Posted: Tuesday, 7 May 2024 @ 09:11

What is the Law of Elderly Fraud?

If there was a Lasting Powers of Attorneys(LPA) you need to consider the obligations connected with the LPA attorney who must:

  •         follow any instructions the donor included in the LPA
  •         consider any preferences the donor included in the LPA
  •         help the donor make their own decisions as much as they can
  •         make any decisions in the donor’s best interests
  •         respect their human and civil rights.

The general rule for deputies and attorneys about giving gifts is simple: apart from some exceptions, the law says you must not make gifts from the person’s estate.  

For attorneys acting under a registered property and financial affairs LPA, these exceptions are set out in section 12(2) of the MCA 2005.

To count as an exception, the gift must satisfy all three points below. 

It must be:

1. given on a customary occasion for making gifts within families or among friends and associates (for example, births, birthdays, weddings or civil partnerships, Christmas, Eid, Diwali, Hanukkah and Chinese new year)

2. to someone related or connected to the person or (if not a person) to a charity the person supported or might have supported

3. of reasonable value, taking into account the circumstances in each case and, in particular, the size of the person’s estate.

The Law of Presumed Undue Influence

One of the key legal issues is there is a presumption of undue influence for lifetime gifts where there is:

  • a relationship of trust and confidence is assumed in some incidences, namely that between parent and child, solicitor and client, medical practitioner and patient or trustee and beneficiary;

and

  • a transaction is of such a size or nature that it calls for an explanation.

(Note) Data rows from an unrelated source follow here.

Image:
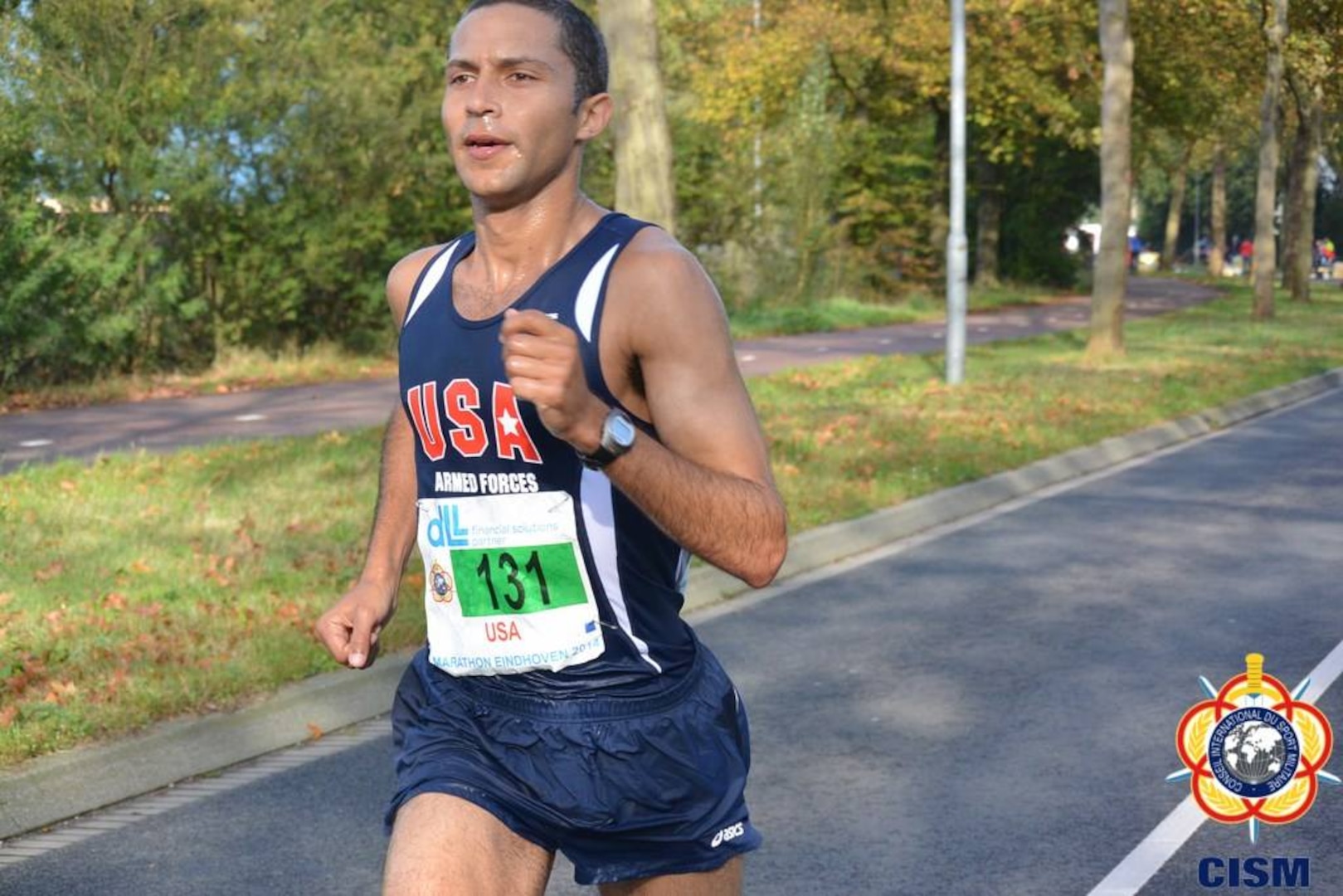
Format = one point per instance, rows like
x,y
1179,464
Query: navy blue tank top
x,y
474,438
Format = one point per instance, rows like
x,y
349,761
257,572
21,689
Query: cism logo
x,y
1254,872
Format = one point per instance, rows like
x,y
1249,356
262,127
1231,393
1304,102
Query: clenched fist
x,y
544,367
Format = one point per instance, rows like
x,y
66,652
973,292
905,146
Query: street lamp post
x,y
958,247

Once these requirements have been satisfied, the burden of proof shifts to the person seeking to uphold the transaction to show that on the balance of probabilities the transaction was entered in to by the influenced person independently and free from influence.

If undue influence is proved, then the transaction is declared void. A presumption of influence in certain categories of relationship, for reasons of public policy,  there is a legal  presumption of influence (as opposed to merely an evidential one). 

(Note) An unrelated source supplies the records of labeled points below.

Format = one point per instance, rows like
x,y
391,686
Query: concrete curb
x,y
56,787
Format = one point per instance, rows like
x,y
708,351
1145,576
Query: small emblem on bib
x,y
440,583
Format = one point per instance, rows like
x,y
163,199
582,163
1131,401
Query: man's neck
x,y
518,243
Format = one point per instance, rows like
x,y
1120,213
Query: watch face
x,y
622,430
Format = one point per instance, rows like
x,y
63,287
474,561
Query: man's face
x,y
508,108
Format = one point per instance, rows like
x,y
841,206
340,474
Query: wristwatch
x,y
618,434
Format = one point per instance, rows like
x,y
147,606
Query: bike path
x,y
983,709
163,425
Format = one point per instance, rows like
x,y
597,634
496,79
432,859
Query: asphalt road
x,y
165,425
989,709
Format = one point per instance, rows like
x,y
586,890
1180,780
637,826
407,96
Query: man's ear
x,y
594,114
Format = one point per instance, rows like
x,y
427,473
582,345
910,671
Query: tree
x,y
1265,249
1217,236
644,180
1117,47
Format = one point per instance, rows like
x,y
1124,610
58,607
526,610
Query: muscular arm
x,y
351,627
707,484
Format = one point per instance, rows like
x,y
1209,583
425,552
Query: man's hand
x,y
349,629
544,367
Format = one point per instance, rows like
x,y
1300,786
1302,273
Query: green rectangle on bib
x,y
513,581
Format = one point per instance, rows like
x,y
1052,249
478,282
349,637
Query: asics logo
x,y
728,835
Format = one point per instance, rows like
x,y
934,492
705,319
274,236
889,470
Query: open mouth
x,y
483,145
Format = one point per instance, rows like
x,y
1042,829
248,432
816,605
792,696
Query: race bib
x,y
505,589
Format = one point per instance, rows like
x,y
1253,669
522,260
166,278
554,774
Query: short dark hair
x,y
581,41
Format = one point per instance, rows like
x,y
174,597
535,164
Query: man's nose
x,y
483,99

A significant gift made by an elderly and/or vulnerable individual, particularly where that gift is substantial in the context of the individual’s other assets is often a warning in these types of cases.

The law presumes that the person in the dominant position may have taken advantage of the other person’s vulnerability or dependence.(ascendancy)  

The person claiming to be influenced does not need to prove the undue influence; they merely need to prove the existence of the relationship and that it was one of trust and confidence.